The reports originated out of France, Britain and Israel, but the proof to back up the claims has not been forthcoming although, unlike Iraq, the existence of weapons of mass destruction in Syria is not in dispute -- about a 1,000 tons of chemical weapons, stored in dozens of towns and cities throughout Syria.

You'd have to think that at least some sources claiming the use of sarin gas might be the very rebel groups who have a vested interest in drawing the United States directly into an armed intervention against the Syrian government. No independent body has verified the claims, nor is that likely to happen any time soon, and evidence of sarin use dissipates over time.

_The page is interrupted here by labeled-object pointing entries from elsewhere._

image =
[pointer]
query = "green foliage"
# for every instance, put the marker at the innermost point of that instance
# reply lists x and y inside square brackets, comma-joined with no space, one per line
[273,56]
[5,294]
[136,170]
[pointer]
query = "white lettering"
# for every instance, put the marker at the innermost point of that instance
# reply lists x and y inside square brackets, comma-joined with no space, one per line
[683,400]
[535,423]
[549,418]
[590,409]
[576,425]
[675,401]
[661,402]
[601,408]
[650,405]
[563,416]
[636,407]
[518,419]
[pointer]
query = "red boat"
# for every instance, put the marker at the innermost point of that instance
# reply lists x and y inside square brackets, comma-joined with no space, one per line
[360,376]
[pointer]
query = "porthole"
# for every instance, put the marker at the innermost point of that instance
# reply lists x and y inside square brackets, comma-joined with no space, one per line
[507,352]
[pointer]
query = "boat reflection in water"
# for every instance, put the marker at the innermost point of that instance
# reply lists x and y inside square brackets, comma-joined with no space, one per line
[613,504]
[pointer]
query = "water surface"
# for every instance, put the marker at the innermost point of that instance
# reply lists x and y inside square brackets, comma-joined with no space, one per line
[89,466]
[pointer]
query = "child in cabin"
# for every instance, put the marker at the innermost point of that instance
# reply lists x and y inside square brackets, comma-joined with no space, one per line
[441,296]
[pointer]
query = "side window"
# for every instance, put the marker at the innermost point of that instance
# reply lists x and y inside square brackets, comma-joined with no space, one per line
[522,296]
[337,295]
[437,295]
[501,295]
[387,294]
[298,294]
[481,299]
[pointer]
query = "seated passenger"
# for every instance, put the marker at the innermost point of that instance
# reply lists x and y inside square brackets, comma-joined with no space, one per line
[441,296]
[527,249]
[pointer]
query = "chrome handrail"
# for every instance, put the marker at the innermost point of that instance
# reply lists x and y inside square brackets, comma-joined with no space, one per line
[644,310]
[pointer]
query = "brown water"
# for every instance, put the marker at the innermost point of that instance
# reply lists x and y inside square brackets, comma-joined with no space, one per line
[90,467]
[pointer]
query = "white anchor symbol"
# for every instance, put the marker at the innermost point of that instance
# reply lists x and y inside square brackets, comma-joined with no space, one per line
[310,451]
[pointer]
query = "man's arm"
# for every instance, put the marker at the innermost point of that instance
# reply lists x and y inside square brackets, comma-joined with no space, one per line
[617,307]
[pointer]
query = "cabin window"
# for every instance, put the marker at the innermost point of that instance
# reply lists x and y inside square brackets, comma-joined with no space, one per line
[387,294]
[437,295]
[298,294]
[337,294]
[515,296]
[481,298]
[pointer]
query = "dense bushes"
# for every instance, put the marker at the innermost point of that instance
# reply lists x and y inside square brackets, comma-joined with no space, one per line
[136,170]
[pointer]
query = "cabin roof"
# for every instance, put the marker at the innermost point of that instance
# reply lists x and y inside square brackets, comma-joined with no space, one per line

But let's suppose that it did happen. Or more likely, let's suppose it happens again. What do you do? A handful of conservative Republicans want a military response, but the public is overwhelmingly cool to any sort of military intervention. That sentiment is echoed at the Pentagon, where enthusiasm for yet another military operation is decidedly subdued. Caution is the watchword out of the Pentagon.

So what's left? Doing nothing is not an option. Those who want us to intervene will continue to throw your own words back at you. Even without weapons of mass destruction, the death toll is shockingly high. How many more deaths will it take till you decide that too many people have died?

What do you do? Arm the rebels? If so, which ones? Don't want those bad boy Muslim extremists getting their hands on them ... extremists, I might add, who are quite happy to make hay while you dither, Mr. President. Maybe you set up no-fly zones as was done in Serbia? But Syria is no Serbia. It has excellent air defenses which would have to be taken down first. Do you create safe havens for refugees? How many boots on the ground would that take. Do you try to forge some sort of international consensus? Did I mention that Russia and China will oppose any formal action by the UN Security Council?

The buck stops with you. What will you do? Not as easy as it looks is it, to be the most powerful person in the world?